It certainly seemed like it. When in Birmingham my boyfriend has this uncanny knack of losing his sense of direction and short term memory. If you’re reading this to glean any more information about HRT stop reading now because all you’ll find out is just a taste of the trials and tribulations of classic motorcycle ownership and that frustratingly difficult thing known as the male brain.
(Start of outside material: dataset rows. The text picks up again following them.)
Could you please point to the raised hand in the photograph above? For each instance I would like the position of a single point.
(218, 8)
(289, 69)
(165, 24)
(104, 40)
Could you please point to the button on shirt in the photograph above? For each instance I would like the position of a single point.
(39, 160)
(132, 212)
Now if you’ve never been there, Birmingham can be a confusing place full of roundabouts and strange tunnels but you soon get to know the landmarks and gain a rough idea of how to get there and what direction you should take. So after googling Queen Elizabeth Hospital and printing out the map to for the owner of the male brain to analyse and remember I felt happy that I should get to my appointment on time. Silly me. Snag #1 “The rear brake light bulb has blown; I can’t go anywhere until I get a new one.” Fair enough, a small detour to the local bike spares shop. Sorted. Snag #2 The 30 year old example of Japanese engineering takes about 10 minutes to get started “I need to take it to get the ……(at this point I hear white noise) but we should get to Birmingham ok”. Good. We get to Birmingham but wait he takes a wrong turn and it just goes wrong, so wrong, somehow the old way of giving directions, a tap on the right shoulder and pointing to the left means turn left and vice versa, however in Birmingham it translates into go around the roundabout twice then go back on your self and completely ignore the road signs. We stopped and asked for directions twice, Pete listening intently but for me again I hear white noise. How did we become so lost?
Finally we arrive, both angry with each other , Pete also angry with the suffering, ageing bike which much prefers meandering ride outs and bike meets rather than battling with Brummie traffic. Have you ever had an argument with someone on a bike? A horrible experience. Unfortunately too late. I miss my appointment. I am livid. I am close to tears, tears of anger; it’s at times like these Pete’s glad of the protective plates in his jacket.
We go home. We get lost again. GGRRRRRRRRR!!!!!!!!!!
But all is not lost I call the lady who will be doing the HRT and have a talk, I ‘m feeling quite positive about this now and vow to take the train!